In our case, the number of partitions of n into exactly three parts (where there might be a part equal to zero) is equal to the number of partitions of n in which each part might have a size up to 3.
From "Some Famous Problems of the Theory of Numbers" by Hardy. G. H:
The number of partitions of n in which all parts are 1, 2 or 3 is the nearest integer to $ \dfrac{(n + 3)^2}{12}$
Thus it is equivalent to
The number of partitions of n into at most three parts is the nearest integer to $ \dfrac{(n + 3)^2}{12}$
When you choose a number equal to 0, assume you chose two parts instead of three (or one part if you choose two numbers equal to 0).
Finally for your case the result would be round $\left(\dfrac{(n + 3)^2}{12}\right)$ = round $\left(\dfrac{(12 + 3)^2}{12}\right) = $round$(18.75) = 19$
Extra:
For the same problem but with $x, y, z \geq 1$, we could subtract floor$\left(\dfrac{n}{2} - 1\right)$, since:
the number of partitions of n in which all parts are 1 or 2 (or, equivalently, the number of partitions of n into 1 or 2 parts) is $\lfloor{\frac {n}{2}+1\rfloor}$
This is a standard stars an bars argument. Present $12$ pictorically as follows.
$\underbrace{************}_{12}$. You want to split this number into three parts so that order matters.

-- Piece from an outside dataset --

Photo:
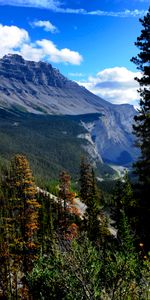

hence you want to add two barriers such as this example, which represents $3+4+5$
$\underbrace{***}_3|\underbrace{****}_4|\underbrace{*****}_5$.
Or this one for $0+0+12$
$||************$.
How many of these arrangements are possible? There are $14$ objects, (12 stars and $2$ bars) hence $14$ positions and we must select the positions the bars will take. There are $\binom{14}{2}$ ways to do this, hence the answer is $\binom{14}{2}=\frac{14!}{(14-2)!2!}=\frac{14\cdot13}{1\cdot2}=7\cdot13=91$ solutions.